Не ведая об истинных намерениях господина Хосокавы, на приеме присутствовали представители более десятка стран. Все эти инвесторы и послы, которые сами наверняка не посоветовали бы своим правительствам вложить в эту страну даже цент, но охотно поддерживали подобные попытки со стороны корпорации «Нансей», сегодня передвигались по залу в черных смокингах и вечерних платьях, угощались тостами и смеялись.
Что же до самого господина Хосокавы, то целью его приезда не были ни бизнес, ни дипломатия, ни укрепление дружбы с президентом, как об этом позже напишут в газетах. Господин Хосокава не любил путешествовать и не был знаком с президентом. Свои намерения – или, вернее, отсутствие таковых – он выразил вполне ясно.
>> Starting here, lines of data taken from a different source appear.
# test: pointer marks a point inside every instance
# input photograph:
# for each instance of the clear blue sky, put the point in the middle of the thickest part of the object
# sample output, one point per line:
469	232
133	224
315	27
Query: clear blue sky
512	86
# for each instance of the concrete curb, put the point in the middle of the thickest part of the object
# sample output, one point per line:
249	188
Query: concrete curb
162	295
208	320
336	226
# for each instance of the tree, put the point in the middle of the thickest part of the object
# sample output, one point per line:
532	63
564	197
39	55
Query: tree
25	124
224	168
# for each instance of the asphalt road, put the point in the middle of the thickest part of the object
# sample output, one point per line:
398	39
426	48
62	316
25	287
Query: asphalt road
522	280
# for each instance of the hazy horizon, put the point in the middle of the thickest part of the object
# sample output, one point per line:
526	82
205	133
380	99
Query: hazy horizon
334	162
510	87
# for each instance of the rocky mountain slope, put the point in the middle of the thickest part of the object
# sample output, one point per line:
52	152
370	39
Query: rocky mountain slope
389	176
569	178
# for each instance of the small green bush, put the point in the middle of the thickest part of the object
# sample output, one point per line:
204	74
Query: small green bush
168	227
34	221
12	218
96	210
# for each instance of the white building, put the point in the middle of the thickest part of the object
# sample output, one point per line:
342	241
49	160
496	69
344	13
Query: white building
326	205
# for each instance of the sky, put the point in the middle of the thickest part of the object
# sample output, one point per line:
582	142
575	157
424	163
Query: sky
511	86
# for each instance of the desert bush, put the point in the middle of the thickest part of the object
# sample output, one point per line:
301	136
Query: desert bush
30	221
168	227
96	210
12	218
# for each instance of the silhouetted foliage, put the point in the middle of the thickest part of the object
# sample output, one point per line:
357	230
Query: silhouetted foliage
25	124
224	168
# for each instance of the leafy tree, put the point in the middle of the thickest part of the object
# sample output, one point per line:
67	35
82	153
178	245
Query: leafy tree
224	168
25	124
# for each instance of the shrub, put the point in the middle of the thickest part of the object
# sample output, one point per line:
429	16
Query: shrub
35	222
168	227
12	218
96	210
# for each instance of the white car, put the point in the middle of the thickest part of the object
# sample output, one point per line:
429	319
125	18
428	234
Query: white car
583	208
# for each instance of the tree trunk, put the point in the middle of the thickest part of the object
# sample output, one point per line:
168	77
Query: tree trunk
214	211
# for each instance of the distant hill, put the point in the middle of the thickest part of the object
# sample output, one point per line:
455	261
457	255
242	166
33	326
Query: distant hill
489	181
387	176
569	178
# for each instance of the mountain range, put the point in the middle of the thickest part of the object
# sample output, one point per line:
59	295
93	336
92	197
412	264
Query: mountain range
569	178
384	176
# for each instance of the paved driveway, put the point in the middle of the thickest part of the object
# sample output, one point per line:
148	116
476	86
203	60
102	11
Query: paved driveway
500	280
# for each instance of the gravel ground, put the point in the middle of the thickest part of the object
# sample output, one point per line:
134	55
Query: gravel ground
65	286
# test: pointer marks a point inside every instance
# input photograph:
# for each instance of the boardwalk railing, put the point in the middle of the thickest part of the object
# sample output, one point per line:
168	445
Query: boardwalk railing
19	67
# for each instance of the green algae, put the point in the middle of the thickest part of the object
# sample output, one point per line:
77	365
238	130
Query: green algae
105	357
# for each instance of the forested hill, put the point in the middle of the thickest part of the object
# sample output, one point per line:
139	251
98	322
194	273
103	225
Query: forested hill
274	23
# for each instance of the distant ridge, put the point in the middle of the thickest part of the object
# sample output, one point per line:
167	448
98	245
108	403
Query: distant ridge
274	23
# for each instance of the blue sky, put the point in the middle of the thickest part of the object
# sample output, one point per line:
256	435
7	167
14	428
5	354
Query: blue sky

Он совершенно не собирался строить здесь завод. Он бы никогда не согласился на путешествие в чужую страну, чтобы праздновать там свой день рождения в присутствии чужих людей. Он никогда особо не любил его праздновать даже с теми, кого знал, а пятьдесят три года и вовсе считал цифрой, не заслуживающей никакого внимания. Он успел отклонить с полдюжины настойчивых приглашений этих самых людей на этот самый прием, когда они вдруг пообещали ему присутствие Роксаны Косс.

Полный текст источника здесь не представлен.